De Stijl’in en meşhur sanat eserlerinden bazıları içinde Piet Mondrian’ınki de içeriyor Kırmızı, Mavi ve Sarı ile Kompozisyon (1921), Gerrit Rietveld’in Kırmızı ve Mavi Iskemle (1917) ve Theo van Doesburg’un Zamir 5 (1924). Bu sanat eserlerinin tamamı çağdaş sanatın başyapıtları olarak kabul edilir ve 20. yüzyılda sanat ve tasarımın gelişimi üstünde derin bir etkiye haiz olmuştur.
De Stijl’in sanat eserleri yalnız güzel olmakla kalmayıp, hem de daha derin bir idrak etme da haizdir. Sanatçıların çağdaş endüstriyel dönemin kaosundan ve çirkinliğinden uzak, yeni ve daha ahenkli bir dünya yaratma arzusunu temsil ederler. De Stijl sanat eserlerinde kullanılan geometrik şekiller ve temel renkler bir intizam ve balans duygusu uyandırmayı amaçlar ve asimetrik kompozisyonlar bir dinamizm ve hareket duygusu yaratmayı amaçlar.

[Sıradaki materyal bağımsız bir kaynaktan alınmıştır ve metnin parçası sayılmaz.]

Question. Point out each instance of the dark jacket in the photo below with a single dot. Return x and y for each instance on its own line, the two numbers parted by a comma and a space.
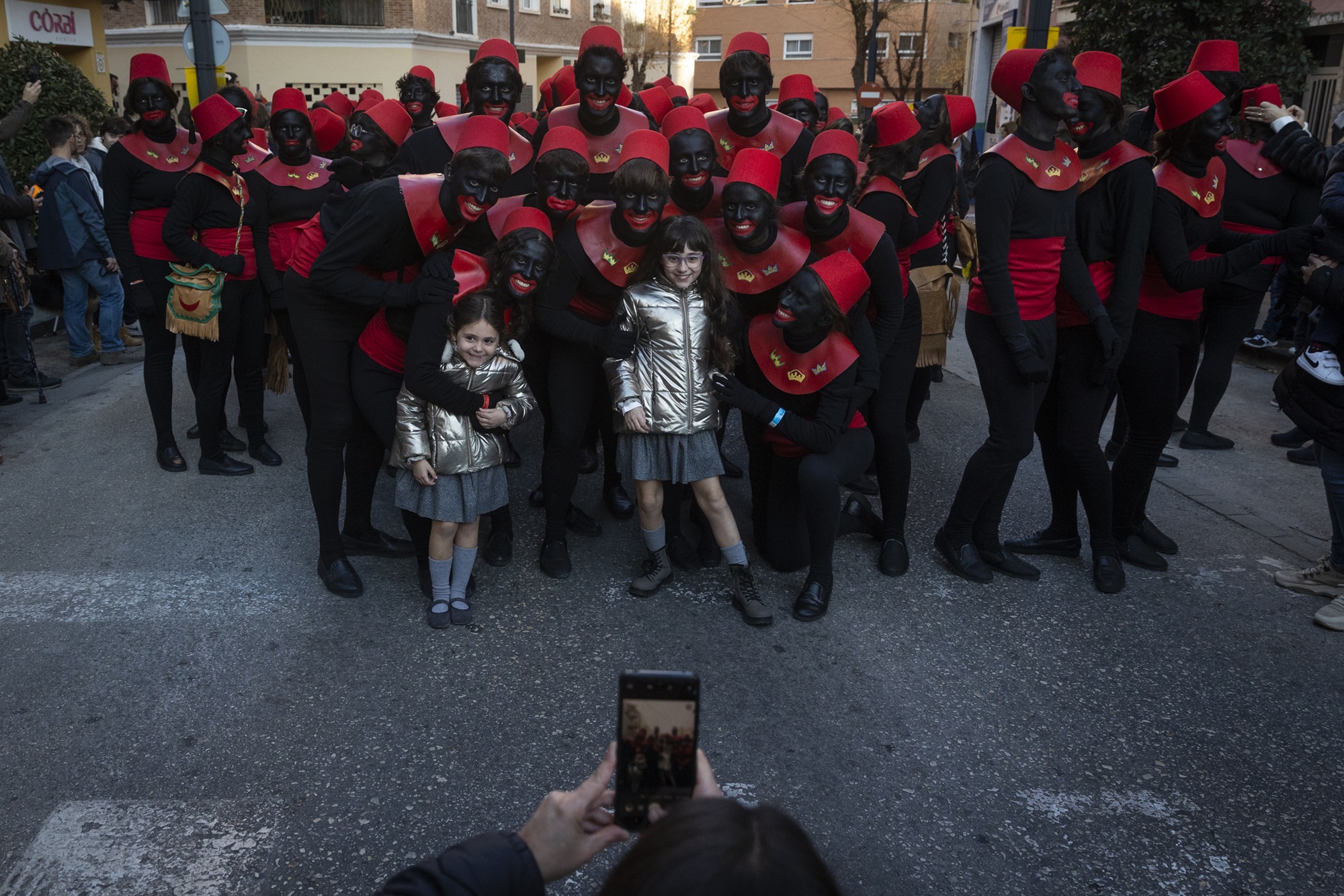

De Stijl’in sanat eserleri, sanatın daha iyi bir dünya yaratma gücüne dair bir kanıttır. Kaos ve çirkinliğin ortasında bile, güzellik ve ahenk için devamlı ümit bulunduğunu hatırlatır.
VI. De Stijl’in Mimarisi
De Stijl’in ilkeleri mimariye de uygulandı ve ortaya sıradan geometrik formların, temel renklerin ve asimetrik dengenin kullanımıyla karakterize edilen bir yoldam çıktı.
De Stijl mimarisinin en meşhur örneklerinden bazıları Utrecht’teki Schröder Evi, Utrecht’teki Rietveld Schröder Evi ve Meudon’daki Van Doesburg Evi’dir.
Schröder Evi, Gerrit Rietveld tarafınca tasarlanmış ve 1924 senesinde inşa edilmiştir. Düz çatılı ve cam cepheli iki kattan oluşan bir evdir. İç mekan, aleni planı ve birincil renklerin kullanımıyla karakterize edilir.
Rietveld Schröder Evi, Gerrit Rietveld tarafınca tasarlanmış ve 1924 senesinde inşa edilmiştir. Düz çatılı ve cam cepheli tek kattan oluşan bir evdir. İç mekan, aleni planı ve birincil renklerin kullanımıyla karakterizedir.
Van Doesburg Evi, Theo van Doesburg tarafınca tasarlanmış ve 1923 senesinde inşa edilmiştir. Düz çatılı ve cam cepheli iki kattan oluşan bir evdir. İç mekan, birincil renklerin kullanması ve asimetrik dengesiyle karakterizedir.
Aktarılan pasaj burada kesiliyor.